Raphael Tuju, Jubilee Party secretary-general, “claims no knowledge of TheReal Raila site,” the report says.

Privacy International states, however, that “ the digital trail from both of the Kenyan digital campaigns leads firmly back to the Austin, Texas outfit.”

TheReal Raila and another site which links back to Uhuru for Us, ‘Candidates for Kenya,’ share an IP address with Harris Media’s own website and over 30 conservative campaigns,” the report says.

The Uhuru For Us Twitter account, created in March of this year, still appears linked to a Harris Media email address, the report points out.

The Harris Media staff members, including Josh Canter, its vice president for content production, worked on TheReal Raila site, the report asserts.

The site mostly republished “lightly-sourced characterisations of Odinga as a dangerous, racist xenophobe, with promoting his tribe and family as his primary political aim,” the report says.

Incendiary claims made on the Real Raila site included the contention that the Nasa leader, if elected, would “remove whole tribes,” the report notes.

Harris Media, which has also done work for far-right political parties in Europe as well as for Mr Trump’s presidential campaign, crafts its messages by deriving information on how individuals in a particular country use their social media accounts, the report says.


“Harris Media’s TheReal Raila and Uhuru for Us campaigns relied on ad words in Google search and apparently targeted advertising on a range of social media platforms,” Privacy International explains.

These practices carry risks to personal privacy in a country such as Kenya that has no data-protection laws, the report observes.

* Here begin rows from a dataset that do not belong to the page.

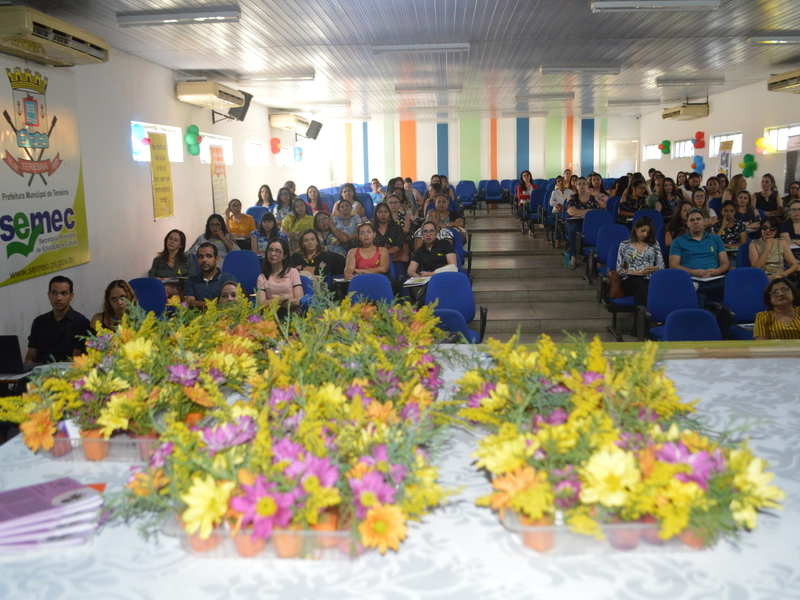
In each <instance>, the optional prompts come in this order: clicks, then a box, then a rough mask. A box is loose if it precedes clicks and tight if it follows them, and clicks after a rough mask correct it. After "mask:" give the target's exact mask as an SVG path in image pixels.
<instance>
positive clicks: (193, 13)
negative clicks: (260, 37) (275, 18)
mask: <svg viewBox="0 0 800 600" xmlns="http://www.w3.org/2000/svg"><path fill="white" fill-rule="evenodd" d="M238 22H239V7H237V6H232V7H227V8H222V9H217V10H213V11H192V12H175V11H171V10H168V11H164V10H158V11H143V12H135V13H134V12H131V13H117V24H119V26H120V27H140V26H146V25H149V26H153V25H199V24H209V23H238Z"/></svg>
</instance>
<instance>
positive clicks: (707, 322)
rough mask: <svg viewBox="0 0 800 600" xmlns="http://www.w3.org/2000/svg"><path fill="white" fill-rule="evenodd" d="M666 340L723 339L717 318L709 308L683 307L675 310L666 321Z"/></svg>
mask: <svg viewBox="0 0 800 600" xmlns="http://www.w3.org/2000/svg"><path fill="white" fill-rule="evenodd" d="M664 341H665V342H718V341H722V334H721V333H720V331H719V325H717V320H716V319H715V318H714V315H712V314H711V313H710V312H708V311H707V310H702V309H700V308H683V309H680V310H674V311H672V312H671V313H669V315H668V316H667V321H666V323H664Z"/></svg>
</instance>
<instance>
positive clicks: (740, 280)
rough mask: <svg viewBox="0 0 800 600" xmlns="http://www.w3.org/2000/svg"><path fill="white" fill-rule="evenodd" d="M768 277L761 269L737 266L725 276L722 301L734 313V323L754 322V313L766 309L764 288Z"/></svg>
mask: <svg viewBox="0 0 800 600" xmlns="http://www.w3.org/2000/svg"><path fill="white" fill-rule="evenodd" d="M767 284H769V277H767V274H766V273H765V272H764V271H762V270H761V269H756V268H754V267H737V268H735V269H732V270H731V271H729V272H728V275H727V276H726V277H725V293H724V298H723V301H722V303H723V304H724V305H725V306H727V307H728V308H730V309H731V311H733V313H734V314H735V315H736V316H735V318H734V323H754V322H755V320H756V313H760V312H761V311H764V310H767V307H766V305H765V304H764V290H765V289H766V287H767Z"/></svg>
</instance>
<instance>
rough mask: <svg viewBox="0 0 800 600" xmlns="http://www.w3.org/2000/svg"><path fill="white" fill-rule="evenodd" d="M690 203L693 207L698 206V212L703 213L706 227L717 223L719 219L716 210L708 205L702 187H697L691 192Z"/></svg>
mask: <svg viewBox="0 0 800 600" xmlns="http://www.w3.org/2000/svg"><path fill="white" fill-rule="evenodd" d="M691 203H692V207H693V208H699V209H700V212H702V213H703V219H705V222H706V229H708V228H709V227H711V226H712V225H716V224H717V221H718V220H719V219H718V218H717V212H716V211H715V210H714V209H713V208H709V207H708V198H706V192H705V190H704V189H703V188H697V189H695V190H694V191H693V192H692V199H691Z"/></svg>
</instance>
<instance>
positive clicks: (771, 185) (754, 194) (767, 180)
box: [753, 173, 783, 217]
mask: <svg viewBox="0 0 800 600" xmlns="http://www.w3.org/2000/svg"><path fill="white" fill-rule="evenodd" d="M753 202H755V205H756V208H757V209H758V210H760V211H763V213H764V214H765V215H766V216H768V217H783V202H782V200H781V197H780V196H779V195H778V187H777V186H776V185H775V178H774V177H773V176H772V175H771V174H769V173H765V174H764V176H763V177H762V178H761V191H760V192H756V193H755V194H753Z"/></svg>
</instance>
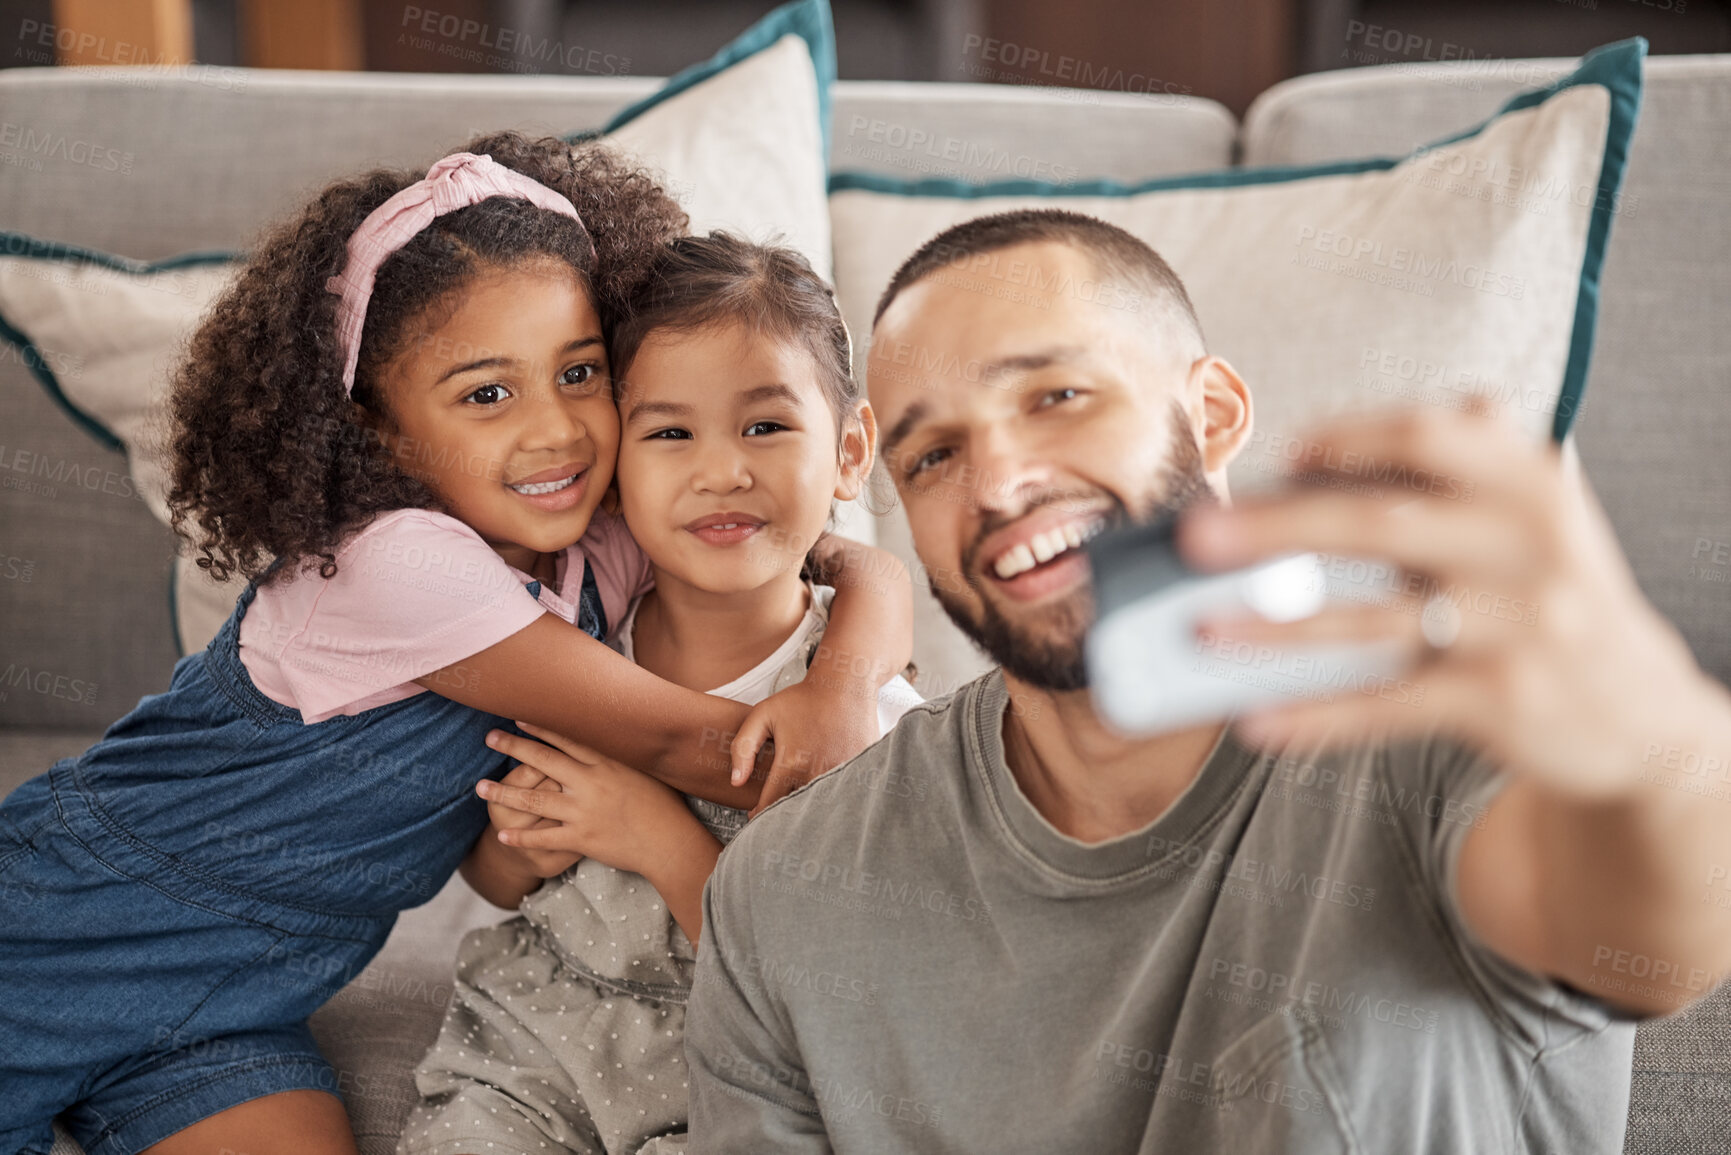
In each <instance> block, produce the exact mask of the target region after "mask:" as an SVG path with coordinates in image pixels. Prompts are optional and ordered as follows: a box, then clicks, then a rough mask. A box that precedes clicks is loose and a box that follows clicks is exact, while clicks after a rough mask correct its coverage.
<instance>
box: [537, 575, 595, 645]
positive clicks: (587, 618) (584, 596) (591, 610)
mask: <svg viewBox="0 0 1731 1155" xmlns="http://www.w3.org/2000/svg"><path fill="white" fill-rule="evenodd" d="M524 589H526V590H528V592H530V597H540V582H528V584H526V585H524ZM576 629H580V630H583V632H585V634H589V636H590V637H594V639H595V641H601V642H604V641H608V610H606V606H602V604H601V587H599V585H595V568H594V566H592V565H589V563H587V561H585V563H583V592H582V594H578V599H576Z"/></svg>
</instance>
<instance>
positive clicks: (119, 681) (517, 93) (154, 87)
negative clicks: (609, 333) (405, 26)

Privacy International adds that it did not uncover how Harris Media devised the targeting for its online campaigns in Kenya.

Such inability to specify how the adverts were targeted “raises serious concerns about accountability and transparency,” the group states. “It leaves unanswered important questions as to how such data will be stored, who will have access to it, and what it will be used for.”


As ads for TheReal Raila and Uhuru for Us flooded Twitter, Facebook and YouTube accounts throughout Kenya, it was commonly believed that the British data mining firm Cambridge Analytica was behind them, the report recounts.

“It was clear that whoever sponsored them had a lot of money to spend,” Privacy International notes.

Cambridge Analytica did discretely work for President Kenyatta during his re-election campaign, the report says.

That firm “gathered survey data on Kenyans to aid the campaign and managed the president’s image,” Privacy International states, attributing its allegation to current and former Cambridge Analytica employees.

“It is not alleged here that Cambridge Analytica was involved in Harris Media’s campaigns for Kenyatta,” the Privacy International report emphasises.

It adds that a Cambridge Analytica spokesman stated that the firm has no relationship with Harris Media or the Real Raila or Uhuru for Us campaigns.

Cambridge Analytica was not involved in any negative political content in Kenya, the spokesman told Privacy International.